Saudi Aramco is the biggest company in the world measured by market capitalization, and the Tadawul is the venue for the biggest share sale in history.
Think on those two facts. At a valuation of $1.7 trillion, Aramco is well ahead of Apple (the previous largest quoted company) and worth about the same as the next two (Google and Amazon) combined.
Tadawul, previously middle-ranked among global stock exchanges, has managed to stage the biggest initial public offering (IPO) ever — bigger than Alibaba’s $25 billion in 2014 — and will surely jump up the tables once trading in Aramco shares starts later this week.
Neither of those events would have seemed possible even six months ago, when all the talk was of delays and postponements, let alone three years ago, when the notion of an IPO for Aramco was first suggested.

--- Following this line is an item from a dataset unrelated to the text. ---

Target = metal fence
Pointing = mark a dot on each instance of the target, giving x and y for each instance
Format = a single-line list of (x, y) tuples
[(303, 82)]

It is, as Rania Nashar, CEO of Samba Capital, said last week, a “source of pride” that the Kingdom has pulled off such an achievement in the face of a doubting global punditry and (some) investment bank advisers who seemed less than enthusiastic, despite the hundreds of millions of dollars of fees on offer.
The clinching fact is this was not even a close run thing. When the retail and institutional book-building closed finally last Thursday night, the offer was oversubscribed some 4.65 times.
This means that there was $119 billion of investment funds chasing $25.6 billion worth of shares. Did somebody say that there would be no appetite for the offer? Did somebody else say it would be impossible to raise $100 billion in an Aramco IPO?
Imagine what the level of interest in the IPO would have been without the dragging effect of an over-supplied global oil market and the intensified debate about climate change, or if the attacks on Abqaiq and Khurais last September had not taken place.
Imagine too the increased popularity of the IPO if Jamal Khashoggi had not been murdered in the Istanbul consulate. It must be conceded that event, more than any other, colored international views of the offering.
Despite all the headwinds, the IPO has been a huge success, and what is really annoying the doubters is that it was achieved without the help of the western institutions who dominate the world of global finance.
Aramco and its Saudi and regional advisers calculated that they could do it all without the help of New York and London, and were proved correct by the book-building. The repercussions of this could be long-lasting. Will emerging market companies now think again about going to the West for primary listings?
So, some congratulatory back slapping is in order in Riyadh and Dhahran, but not too much. The real measure of success of an IPO is not that the issuer can sell the shares at a big price. The people who buy those shares must also get some of the feel-good factor from the transaction.
So, what happens in the weeks and months after trading commences next week will be crucial.
That is largely outside the control of Aramco or its advisers, and is instead subject to the vagaries of the global capital markets. As the old mantra says: “Shares can go up as well as down.”
But that is what privatization of a government entity, and participation in a quoted company, is all about. Saudi citizens, expatriate residents and regional investors now have a daily barometer of their economic well-being — and the health of the Kingdom’s economy — and will benefit from the upside. As shareholders, they can make their views known on both. You might argue that those advances alone make the IPO of Saudi Aramco worthwhile.
This offering is a milestone in the history of the Kingdom, of the Middle East and of global energy markets. From this week on, we will begin to understand its true significance.